2023-09-25 11:26:26

by Hugh Dickins

[permalink] [raw]
Subject: [PATCH 01/12] hugetlbfs: drop shared NUMA mempolicy pretence

hugetlbfs_fallocate() goes through the motions of pasting a shared NUMA
mempolicy onto its pseudo-vma, but how could there ever be a shared NUMA
mempolicy for this file? hugetlb_vm_ops has never offered a set_policy
method, and hugetlbfs_parse_param() has never supported any mpol options
for a mount-wide default policy.

It's just an illusion: clean it away so as not to confuse others, giving
us more freedom to adjust shmem's set_policy/get_policy implementation.
But hugetlbfs_inode_info is still required, just to accommodate seals.

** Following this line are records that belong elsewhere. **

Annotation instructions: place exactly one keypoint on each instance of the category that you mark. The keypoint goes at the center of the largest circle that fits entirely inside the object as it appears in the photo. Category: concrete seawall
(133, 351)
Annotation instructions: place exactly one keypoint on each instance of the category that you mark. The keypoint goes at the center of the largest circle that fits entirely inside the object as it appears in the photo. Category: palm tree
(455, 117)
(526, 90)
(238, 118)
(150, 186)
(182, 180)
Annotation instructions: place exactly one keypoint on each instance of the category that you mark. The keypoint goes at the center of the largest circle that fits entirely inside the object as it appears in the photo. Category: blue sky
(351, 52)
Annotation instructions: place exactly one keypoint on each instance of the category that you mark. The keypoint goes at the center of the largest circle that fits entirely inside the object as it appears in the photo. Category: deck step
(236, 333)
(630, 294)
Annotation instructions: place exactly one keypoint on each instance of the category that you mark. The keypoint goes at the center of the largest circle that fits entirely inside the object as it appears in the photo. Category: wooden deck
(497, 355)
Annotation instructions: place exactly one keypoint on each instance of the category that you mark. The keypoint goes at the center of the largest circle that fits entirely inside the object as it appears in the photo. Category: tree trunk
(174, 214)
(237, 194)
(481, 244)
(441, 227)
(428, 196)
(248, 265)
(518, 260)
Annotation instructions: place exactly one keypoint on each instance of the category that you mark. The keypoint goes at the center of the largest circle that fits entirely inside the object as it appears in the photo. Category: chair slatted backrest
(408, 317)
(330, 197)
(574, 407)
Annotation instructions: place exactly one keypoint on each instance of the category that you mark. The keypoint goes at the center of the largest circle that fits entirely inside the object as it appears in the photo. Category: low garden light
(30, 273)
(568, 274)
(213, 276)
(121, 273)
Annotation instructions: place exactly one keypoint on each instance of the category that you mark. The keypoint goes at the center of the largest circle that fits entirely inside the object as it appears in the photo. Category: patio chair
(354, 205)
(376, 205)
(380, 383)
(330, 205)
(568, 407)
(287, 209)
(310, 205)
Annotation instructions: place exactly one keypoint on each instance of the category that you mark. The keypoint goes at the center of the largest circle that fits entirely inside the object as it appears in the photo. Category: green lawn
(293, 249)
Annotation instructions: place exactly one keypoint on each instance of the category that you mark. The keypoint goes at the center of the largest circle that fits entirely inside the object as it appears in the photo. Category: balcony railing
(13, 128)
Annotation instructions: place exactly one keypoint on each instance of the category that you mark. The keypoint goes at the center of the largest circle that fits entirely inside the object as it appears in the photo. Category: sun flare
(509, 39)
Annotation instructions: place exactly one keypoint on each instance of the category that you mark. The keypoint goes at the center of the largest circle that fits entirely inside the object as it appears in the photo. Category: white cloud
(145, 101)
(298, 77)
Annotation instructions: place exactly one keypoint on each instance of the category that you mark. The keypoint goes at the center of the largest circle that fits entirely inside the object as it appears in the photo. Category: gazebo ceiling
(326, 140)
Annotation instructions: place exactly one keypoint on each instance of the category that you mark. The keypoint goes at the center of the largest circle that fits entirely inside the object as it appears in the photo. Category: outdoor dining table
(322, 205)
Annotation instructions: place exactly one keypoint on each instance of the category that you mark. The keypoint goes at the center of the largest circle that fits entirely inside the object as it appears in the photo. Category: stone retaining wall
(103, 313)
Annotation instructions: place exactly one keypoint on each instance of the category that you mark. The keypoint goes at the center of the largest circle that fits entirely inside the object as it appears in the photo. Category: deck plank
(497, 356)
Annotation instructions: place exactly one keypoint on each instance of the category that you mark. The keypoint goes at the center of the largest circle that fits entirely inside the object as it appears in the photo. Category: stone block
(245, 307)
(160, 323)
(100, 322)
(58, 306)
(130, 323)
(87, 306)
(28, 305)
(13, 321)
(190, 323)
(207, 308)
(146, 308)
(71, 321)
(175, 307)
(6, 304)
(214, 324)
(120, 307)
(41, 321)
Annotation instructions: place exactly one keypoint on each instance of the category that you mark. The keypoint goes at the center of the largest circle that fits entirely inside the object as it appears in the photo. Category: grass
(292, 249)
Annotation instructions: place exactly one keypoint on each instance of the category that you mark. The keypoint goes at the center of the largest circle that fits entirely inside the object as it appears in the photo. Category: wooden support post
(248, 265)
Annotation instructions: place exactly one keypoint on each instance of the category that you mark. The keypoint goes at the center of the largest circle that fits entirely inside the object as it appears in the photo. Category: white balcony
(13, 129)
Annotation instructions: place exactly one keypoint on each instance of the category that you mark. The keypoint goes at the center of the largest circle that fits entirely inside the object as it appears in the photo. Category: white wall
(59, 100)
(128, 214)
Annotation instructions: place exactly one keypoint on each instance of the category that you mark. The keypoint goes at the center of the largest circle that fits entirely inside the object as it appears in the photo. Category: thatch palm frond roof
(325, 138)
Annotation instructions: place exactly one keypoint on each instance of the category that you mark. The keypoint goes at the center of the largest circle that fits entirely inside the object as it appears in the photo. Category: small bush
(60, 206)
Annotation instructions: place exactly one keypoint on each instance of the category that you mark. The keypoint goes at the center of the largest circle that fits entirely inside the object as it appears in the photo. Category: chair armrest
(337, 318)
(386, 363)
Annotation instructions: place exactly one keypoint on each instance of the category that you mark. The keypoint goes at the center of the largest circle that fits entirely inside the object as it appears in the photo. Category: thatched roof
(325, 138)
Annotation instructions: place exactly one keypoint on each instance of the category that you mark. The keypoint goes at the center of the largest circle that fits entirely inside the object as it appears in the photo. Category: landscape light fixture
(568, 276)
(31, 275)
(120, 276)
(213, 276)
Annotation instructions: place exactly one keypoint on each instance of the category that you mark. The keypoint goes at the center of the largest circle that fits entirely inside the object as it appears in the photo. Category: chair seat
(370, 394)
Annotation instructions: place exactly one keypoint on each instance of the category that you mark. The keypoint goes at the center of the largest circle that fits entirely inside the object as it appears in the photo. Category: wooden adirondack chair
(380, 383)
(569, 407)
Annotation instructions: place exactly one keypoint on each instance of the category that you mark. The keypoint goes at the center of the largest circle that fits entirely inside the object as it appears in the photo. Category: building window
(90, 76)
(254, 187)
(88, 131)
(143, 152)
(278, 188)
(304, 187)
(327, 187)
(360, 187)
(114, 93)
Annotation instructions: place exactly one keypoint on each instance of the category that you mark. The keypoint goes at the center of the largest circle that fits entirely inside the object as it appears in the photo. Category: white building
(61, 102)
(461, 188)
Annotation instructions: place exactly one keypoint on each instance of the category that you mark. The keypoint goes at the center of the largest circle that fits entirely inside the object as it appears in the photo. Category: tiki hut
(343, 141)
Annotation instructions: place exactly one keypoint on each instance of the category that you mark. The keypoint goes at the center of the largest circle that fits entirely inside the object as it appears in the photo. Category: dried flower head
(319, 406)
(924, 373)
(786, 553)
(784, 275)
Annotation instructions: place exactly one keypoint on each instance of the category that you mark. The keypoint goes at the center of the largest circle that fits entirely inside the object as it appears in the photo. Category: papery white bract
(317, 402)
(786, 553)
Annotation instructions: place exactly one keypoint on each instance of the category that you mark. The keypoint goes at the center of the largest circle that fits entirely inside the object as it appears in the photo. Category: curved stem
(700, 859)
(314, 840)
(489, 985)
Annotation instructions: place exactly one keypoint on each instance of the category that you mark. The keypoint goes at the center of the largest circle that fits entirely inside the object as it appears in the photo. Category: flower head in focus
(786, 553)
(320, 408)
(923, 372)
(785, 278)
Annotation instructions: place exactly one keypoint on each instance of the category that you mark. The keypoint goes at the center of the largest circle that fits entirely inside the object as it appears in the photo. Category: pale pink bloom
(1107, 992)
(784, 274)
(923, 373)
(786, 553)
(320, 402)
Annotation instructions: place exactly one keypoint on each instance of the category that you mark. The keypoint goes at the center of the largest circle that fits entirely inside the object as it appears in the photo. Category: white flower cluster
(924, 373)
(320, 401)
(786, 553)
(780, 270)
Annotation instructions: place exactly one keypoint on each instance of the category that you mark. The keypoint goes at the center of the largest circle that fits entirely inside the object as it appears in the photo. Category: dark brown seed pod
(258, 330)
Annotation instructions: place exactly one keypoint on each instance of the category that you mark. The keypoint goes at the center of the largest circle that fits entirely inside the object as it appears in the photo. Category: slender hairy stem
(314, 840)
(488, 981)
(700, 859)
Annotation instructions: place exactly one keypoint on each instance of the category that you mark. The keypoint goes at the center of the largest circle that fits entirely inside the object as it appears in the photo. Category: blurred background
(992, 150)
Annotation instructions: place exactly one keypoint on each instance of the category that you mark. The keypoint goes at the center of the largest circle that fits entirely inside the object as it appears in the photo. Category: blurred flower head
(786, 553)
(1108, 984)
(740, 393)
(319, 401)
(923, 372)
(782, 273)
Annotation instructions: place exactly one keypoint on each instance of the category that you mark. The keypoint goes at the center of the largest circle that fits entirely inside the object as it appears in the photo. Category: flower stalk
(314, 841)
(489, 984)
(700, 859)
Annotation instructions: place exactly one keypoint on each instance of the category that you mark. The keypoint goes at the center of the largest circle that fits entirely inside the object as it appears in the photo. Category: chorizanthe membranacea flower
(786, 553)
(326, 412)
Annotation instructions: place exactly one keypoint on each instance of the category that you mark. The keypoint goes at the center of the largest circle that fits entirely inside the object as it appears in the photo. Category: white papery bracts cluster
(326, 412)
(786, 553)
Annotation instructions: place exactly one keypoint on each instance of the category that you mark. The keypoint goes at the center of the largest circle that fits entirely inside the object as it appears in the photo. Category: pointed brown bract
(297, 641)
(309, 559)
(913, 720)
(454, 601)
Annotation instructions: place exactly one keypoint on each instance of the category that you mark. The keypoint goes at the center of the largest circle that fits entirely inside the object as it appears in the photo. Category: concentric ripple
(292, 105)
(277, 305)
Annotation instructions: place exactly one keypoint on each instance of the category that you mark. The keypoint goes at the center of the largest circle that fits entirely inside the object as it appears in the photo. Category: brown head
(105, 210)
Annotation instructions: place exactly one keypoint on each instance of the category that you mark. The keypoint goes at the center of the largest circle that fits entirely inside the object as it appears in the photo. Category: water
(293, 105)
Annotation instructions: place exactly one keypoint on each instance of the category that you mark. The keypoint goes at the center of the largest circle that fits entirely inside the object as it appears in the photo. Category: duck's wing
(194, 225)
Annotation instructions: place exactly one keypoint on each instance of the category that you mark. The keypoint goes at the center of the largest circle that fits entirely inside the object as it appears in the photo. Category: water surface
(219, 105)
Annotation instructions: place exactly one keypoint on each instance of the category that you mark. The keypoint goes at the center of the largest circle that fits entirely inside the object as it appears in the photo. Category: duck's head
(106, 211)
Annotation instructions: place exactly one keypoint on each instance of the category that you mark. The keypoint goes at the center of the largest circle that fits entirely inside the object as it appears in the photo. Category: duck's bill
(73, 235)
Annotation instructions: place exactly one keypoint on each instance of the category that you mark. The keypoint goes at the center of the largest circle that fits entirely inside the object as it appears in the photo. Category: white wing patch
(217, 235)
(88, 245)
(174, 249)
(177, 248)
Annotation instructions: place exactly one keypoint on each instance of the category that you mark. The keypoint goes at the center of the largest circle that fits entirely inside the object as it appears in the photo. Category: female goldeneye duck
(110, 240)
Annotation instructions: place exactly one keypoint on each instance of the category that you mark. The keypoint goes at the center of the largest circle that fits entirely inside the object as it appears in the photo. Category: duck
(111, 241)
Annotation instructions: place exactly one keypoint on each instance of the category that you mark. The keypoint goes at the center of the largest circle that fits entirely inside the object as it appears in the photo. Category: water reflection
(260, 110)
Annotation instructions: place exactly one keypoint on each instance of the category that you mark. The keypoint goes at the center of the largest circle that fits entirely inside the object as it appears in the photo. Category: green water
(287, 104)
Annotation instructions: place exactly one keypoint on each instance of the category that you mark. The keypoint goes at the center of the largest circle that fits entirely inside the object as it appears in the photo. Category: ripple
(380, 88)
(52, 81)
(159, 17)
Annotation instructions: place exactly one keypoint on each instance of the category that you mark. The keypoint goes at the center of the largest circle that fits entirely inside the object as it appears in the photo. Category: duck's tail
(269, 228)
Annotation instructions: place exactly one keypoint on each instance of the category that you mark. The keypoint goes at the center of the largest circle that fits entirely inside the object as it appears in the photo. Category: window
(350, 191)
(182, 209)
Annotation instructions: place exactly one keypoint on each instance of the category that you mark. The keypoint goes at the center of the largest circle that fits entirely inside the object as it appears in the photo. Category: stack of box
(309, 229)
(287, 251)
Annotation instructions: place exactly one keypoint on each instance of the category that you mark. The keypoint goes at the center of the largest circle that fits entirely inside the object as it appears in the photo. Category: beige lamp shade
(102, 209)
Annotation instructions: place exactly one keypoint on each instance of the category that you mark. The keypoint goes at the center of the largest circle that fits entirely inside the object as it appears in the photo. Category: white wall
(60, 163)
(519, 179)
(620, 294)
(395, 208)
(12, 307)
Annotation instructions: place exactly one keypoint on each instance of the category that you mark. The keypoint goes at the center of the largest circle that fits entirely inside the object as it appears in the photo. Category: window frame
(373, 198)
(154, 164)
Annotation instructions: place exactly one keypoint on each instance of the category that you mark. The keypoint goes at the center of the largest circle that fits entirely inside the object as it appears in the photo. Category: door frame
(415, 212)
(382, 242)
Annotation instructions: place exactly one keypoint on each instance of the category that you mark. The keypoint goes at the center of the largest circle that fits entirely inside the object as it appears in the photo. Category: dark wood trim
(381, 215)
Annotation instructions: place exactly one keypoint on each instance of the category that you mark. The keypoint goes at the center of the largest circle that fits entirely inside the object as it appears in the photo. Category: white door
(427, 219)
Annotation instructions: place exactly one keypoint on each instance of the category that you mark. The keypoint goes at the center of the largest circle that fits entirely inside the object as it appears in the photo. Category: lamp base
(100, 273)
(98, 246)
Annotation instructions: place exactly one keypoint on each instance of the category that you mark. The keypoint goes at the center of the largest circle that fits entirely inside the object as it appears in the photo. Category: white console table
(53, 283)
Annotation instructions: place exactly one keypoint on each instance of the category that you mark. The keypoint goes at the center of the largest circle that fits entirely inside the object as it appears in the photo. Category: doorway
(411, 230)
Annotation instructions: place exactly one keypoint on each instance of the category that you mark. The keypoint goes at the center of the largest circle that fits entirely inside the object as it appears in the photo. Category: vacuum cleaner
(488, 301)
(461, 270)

Yes, shared NUMA mempolicy support could be added to hugetlbfs, with a
set_policy method and/or mpol mount option (Andi's first posting did
include an admitted-unsatisfactory hugetlb_set_policy()); but it seems
that nobody has bothered to add that in the nineteen years since v2.6.7
made it possible, and there is at least one company that has invested
enough into hugetlbfs, that I guess they have learnt well enough how to
manage its NUMA, without needing shared mempolicy.

Signed-off-by: Hugh Dickins <[email protected]>
---
fs/hugetlbfs/inode.c | 41 +----------------------------------------
include/linux/hugetlb.h | 2 --
2 files changed, 1 insertion(+), 42 deletions(-)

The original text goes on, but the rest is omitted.